As the environmental factors, it is possible to use a representative value over a fixed period of time (such as a monthly average value or a daily average value), the amount of change over a fixed period of time (such as an amount of change in a monthly average value, an amount of change in a daily average value), and/or the number of times that a value exceeded the reference value over a fixed period of time (such as the number of days that an environmental value exceeded the reference value per month, or the number of hours that an environmental value exceeded the reference value per day).

The place of residence of the patient may be an area to which the current address of the patient belongs. In this case, the information among the environmental factors relating to environmental pollutants is obtained, for example, by referring to measurement data from a measurement station located in the area.
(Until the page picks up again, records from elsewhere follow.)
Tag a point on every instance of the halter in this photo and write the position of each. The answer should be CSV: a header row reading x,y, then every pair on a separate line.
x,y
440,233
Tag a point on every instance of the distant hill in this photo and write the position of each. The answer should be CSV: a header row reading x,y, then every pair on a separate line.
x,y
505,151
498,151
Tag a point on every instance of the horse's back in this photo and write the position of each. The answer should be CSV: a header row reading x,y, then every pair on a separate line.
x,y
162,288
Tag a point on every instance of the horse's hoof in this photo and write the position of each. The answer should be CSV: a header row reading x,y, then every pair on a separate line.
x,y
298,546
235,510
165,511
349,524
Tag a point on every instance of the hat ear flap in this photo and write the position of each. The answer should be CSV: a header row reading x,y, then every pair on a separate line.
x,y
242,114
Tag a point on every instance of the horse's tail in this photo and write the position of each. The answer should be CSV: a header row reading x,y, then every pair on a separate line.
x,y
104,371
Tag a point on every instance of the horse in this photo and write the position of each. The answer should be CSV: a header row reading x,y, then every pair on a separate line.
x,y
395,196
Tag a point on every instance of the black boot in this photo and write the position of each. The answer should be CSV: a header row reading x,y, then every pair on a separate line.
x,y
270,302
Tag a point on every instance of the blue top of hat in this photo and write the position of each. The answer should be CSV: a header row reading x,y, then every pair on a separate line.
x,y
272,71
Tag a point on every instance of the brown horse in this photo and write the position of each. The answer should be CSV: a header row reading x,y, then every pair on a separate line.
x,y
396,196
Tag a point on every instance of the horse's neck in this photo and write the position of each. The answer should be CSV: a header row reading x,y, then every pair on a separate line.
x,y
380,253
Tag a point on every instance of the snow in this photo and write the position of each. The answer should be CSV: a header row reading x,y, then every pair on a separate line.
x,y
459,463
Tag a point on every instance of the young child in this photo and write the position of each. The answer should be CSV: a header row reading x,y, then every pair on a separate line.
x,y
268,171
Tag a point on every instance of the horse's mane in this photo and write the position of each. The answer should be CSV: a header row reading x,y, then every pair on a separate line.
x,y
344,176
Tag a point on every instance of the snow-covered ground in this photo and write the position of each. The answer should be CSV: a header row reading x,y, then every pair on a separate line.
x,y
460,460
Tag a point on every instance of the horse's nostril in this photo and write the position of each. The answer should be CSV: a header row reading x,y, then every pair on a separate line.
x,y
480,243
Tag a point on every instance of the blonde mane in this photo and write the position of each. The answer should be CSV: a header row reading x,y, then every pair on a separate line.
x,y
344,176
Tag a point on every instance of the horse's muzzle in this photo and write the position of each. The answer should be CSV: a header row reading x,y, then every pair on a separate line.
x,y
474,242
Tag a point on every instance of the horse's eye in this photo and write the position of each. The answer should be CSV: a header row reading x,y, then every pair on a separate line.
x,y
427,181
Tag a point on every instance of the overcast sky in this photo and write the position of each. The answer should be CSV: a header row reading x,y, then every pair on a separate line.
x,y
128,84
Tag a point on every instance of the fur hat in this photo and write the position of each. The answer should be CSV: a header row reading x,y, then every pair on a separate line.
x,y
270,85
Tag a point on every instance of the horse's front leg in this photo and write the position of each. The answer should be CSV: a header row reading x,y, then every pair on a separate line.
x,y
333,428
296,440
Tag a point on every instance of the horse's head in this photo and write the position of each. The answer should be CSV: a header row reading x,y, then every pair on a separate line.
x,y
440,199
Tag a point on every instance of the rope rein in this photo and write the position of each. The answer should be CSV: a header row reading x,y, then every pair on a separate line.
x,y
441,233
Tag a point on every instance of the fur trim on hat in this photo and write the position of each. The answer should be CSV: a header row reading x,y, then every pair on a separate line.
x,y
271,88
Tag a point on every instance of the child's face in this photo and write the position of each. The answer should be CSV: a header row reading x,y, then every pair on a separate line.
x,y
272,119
Specifically, the measurement data from the measurement station whose straight line distance is the closest to the current address of the patient is referenced. In a case where a measurement station is not present in the range of a predetermined upper limit distance (such as 100 km) from the current address of the patient, there is a data absence in the environmental factors obtained by referencing the measurement data of a measurement station. The measurement station data can be acquired, for example, from the National Institute for Environmental Studies website. Among the environmental factors, information relating to meteorological parameters (precipitation, temperature, and season) can be obtained, for example, from the Japan Meteorological Agency website.
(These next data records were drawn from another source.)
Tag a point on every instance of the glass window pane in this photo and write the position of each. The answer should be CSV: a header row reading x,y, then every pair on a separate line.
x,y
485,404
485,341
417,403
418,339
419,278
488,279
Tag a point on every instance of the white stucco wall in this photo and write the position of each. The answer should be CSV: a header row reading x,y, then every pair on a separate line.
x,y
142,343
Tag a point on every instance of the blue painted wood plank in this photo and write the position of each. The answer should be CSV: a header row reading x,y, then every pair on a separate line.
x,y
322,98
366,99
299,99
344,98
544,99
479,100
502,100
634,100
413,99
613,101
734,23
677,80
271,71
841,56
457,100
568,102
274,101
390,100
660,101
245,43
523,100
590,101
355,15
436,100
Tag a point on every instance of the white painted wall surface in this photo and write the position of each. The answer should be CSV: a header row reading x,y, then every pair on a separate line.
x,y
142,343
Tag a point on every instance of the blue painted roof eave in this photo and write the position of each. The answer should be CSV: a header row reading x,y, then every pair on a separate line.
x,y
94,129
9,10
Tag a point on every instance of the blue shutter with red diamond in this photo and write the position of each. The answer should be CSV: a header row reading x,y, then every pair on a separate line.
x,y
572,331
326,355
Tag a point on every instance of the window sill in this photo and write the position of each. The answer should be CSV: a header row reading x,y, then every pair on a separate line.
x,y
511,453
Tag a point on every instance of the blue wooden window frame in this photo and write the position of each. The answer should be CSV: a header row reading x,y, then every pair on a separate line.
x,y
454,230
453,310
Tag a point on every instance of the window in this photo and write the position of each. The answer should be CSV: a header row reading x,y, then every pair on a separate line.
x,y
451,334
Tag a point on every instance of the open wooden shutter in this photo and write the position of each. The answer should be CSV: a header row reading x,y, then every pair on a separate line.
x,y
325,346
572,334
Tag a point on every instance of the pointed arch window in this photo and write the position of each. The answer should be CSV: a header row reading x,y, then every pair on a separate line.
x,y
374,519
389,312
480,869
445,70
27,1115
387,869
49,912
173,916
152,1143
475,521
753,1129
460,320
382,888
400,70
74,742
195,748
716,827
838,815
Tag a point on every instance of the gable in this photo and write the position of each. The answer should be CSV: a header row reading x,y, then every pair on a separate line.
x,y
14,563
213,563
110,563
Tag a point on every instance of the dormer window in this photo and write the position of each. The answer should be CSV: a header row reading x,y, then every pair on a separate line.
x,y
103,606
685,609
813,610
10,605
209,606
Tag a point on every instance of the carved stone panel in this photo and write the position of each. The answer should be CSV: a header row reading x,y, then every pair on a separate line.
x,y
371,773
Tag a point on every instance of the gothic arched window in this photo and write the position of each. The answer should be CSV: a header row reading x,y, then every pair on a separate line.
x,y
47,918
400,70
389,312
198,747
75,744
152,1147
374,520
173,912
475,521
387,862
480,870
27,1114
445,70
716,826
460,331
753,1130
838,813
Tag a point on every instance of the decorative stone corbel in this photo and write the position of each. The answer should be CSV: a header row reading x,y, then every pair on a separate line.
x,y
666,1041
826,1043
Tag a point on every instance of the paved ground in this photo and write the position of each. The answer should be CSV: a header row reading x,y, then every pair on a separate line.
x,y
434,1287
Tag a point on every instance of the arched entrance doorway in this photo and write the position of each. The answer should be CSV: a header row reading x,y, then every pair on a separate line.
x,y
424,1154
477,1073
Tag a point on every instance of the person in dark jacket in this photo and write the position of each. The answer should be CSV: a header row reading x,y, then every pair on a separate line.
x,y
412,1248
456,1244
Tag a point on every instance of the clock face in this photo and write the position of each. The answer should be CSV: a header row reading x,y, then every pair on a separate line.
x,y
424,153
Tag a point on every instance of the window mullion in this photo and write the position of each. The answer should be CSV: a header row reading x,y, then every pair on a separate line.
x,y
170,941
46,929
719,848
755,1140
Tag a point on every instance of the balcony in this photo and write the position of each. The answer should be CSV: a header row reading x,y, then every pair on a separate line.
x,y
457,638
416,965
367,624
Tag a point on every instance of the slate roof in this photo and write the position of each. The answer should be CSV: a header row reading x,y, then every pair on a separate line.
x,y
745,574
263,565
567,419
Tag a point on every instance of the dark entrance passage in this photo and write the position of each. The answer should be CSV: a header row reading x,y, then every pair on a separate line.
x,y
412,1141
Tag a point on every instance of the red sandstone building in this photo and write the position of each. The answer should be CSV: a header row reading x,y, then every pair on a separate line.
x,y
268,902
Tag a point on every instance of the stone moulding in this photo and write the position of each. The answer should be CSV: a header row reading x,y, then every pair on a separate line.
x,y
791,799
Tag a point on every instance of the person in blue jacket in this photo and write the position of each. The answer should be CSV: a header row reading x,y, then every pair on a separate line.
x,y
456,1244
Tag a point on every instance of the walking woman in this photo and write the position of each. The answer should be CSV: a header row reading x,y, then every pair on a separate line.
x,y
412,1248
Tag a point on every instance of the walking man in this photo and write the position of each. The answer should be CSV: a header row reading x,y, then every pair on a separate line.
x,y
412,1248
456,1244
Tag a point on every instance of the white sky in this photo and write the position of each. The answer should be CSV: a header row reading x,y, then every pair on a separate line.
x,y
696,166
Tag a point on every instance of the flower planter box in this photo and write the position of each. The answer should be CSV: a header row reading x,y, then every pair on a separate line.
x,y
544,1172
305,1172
The place of residence of the patient may also be the room in which the patient lives (such as inside a clean room). In this case, at least a portion of the information relating to the environmental factors is obtained, for example, by referring to measurement data obtained by a sensor installed in the room, or a sensor attached to the patient.

The information relating to the environmental factors may be acquired by referring to measurement values from man-made satellites or predicted values from weather simulations.

The treatment information includes, for example, the following 4 factors. The treatment information is obtained, for example, from records of treatment results.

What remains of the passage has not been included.